As of May 2016 we recommend that future submissions use the NbN (see instructions for authors http://nbnomenclature.org/authors). The World Journal of Biological Psychiatry believes that by doing so it provides a better nomenclature for psychiatrists (and patients).
References
- Klein DF. 1964. Delineation of two drug-responsive anxiety syndromes. Psychopharmacologia. 5:397–408.
- Komossa K, Depping AM, Gaudchau A, Kissling W, Leucht S. 2010. Second-generation antipsychotics for major depressive disorder and dysthymia. Cochrane Database Syst Rev. 12:CD008121.
- Zohar J, Allgulander C. 2011. Antipsychotics in anxiety disorders: an oxymoron or a reflection of non-adequate nomenclature? Eur Neuropsychopharmacol. 21:427–428.
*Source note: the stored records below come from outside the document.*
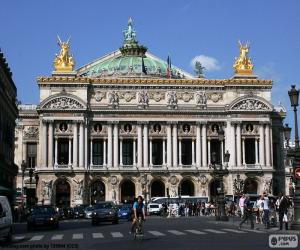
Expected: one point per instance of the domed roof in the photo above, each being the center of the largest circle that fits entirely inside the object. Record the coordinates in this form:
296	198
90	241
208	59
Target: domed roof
131	60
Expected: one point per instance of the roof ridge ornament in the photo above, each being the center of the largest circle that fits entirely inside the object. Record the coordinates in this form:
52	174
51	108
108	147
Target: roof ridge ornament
243	64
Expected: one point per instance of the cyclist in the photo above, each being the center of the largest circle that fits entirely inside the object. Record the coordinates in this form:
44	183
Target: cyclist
138	211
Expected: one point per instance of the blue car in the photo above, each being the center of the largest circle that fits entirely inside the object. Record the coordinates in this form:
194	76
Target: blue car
125	211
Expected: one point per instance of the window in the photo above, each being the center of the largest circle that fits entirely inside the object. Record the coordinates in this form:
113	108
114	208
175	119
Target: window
98	152
31	155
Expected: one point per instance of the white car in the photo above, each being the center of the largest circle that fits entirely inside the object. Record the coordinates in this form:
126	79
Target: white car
154	208
5	219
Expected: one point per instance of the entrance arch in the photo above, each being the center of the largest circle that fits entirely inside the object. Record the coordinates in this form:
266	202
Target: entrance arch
157	188
187	188
250	186
63	193
97	192
127	191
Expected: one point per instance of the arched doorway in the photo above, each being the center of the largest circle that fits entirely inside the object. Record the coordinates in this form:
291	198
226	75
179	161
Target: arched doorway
63	192
97	192
157	188
250	186
186	187
213	189
127	191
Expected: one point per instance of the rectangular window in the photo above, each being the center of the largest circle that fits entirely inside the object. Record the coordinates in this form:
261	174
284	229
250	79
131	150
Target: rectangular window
31	155
97	152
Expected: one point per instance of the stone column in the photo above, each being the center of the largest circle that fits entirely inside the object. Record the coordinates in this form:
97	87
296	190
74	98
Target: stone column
198	145
268	145
146	153
256	151
134	152
70	152
75	144
193	152
238	145
175	149
44	145
204	146
50	145
169	145
81	145
116	145
104	152
109	145
140	145
56	152
180	151
261	145
121	151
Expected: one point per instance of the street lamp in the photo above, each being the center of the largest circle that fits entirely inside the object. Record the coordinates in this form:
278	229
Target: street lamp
295	153
218	173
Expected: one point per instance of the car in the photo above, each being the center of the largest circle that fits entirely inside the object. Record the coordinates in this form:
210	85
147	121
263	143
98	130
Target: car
125	211
88	212
78	212
5	219
154	208
42	216
105	211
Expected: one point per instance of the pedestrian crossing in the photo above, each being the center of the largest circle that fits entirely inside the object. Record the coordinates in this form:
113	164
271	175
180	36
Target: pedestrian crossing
105	235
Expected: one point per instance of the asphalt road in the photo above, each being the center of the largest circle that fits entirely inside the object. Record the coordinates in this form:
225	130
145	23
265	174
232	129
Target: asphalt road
159	233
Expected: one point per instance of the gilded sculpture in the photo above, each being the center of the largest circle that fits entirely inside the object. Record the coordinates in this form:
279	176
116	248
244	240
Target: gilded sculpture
243	64
64	62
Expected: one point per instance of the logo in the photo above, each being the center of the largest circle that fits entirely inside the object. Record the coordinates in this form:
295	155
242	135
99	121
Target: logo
283	241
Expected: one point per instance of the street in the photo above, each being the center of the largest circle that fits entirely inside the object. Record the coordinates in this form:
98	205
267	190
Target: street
159	233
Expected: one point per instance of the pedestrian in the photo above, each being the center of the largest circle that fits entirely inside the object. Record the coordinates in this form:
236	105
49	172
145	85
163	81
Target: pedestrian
248	207
241	204
283	210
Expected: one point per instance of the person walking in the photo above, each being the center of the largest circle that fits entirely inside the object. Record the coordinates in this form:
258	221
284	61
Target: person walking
248	207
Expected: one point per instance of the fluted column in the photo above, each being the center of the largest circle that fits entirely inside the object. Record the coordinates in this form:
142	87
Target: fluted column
146	153
204	146
175	148
169	145
238	145
140	145
198	145
116	145
50	145
81	145
109	145
261	145
75	144
268	145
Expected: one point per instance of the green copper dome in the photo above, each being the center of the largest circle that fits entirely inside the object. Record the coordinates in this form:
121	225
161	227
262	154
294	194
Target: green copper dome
131	60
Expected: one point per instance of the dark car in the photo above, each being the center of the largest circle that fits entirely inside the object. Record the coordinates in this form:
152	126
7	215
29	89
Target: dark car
78	212
105	211
42	216
125	211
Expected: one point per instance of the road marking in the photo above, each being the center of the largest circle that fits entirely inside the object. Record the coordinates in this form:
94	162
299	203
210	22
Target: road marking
195	232
57	237
37	237
233	230
21	237
176	232
156	233
116	235
77	236
98	235
214	231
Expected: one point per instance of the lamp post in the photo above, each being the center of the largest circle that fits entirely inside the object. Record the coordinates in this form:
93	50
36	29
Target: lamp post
218	173
295	153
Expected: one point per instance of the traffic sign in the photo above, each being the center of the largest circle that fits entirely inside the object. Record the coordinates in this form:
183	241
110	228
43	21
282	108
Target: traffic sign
297	173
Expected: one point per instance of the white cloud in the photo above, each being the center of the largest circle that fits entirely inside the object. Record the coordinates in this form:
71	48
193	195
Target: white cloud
209	63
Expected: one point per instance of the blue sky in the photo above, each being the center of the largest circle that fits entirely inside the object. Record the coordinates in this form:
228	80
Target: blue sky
183	29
- Zohar J, Nutt DJ, Kupfer DJ, Moller HJ, Yamawaki S, Spedding M, Stahl SM. 2014. A proposal for an updated neuropsychopharmacological nomenclature. Eur Neuropsychopharmacol. 24:1005–1014.
- Zohar J, Stahl S, Moller HJ, Blier P, Kupfer D, Yamawaki S, Uchida H, Spedding M, Goodwin GM, Nutt D. 2015. A review of the current nomenclature for psychotropic agents and an introduction to the neuroscience-based nomenclature. Euro Neuropsychopharmacol. 25:2318–2325.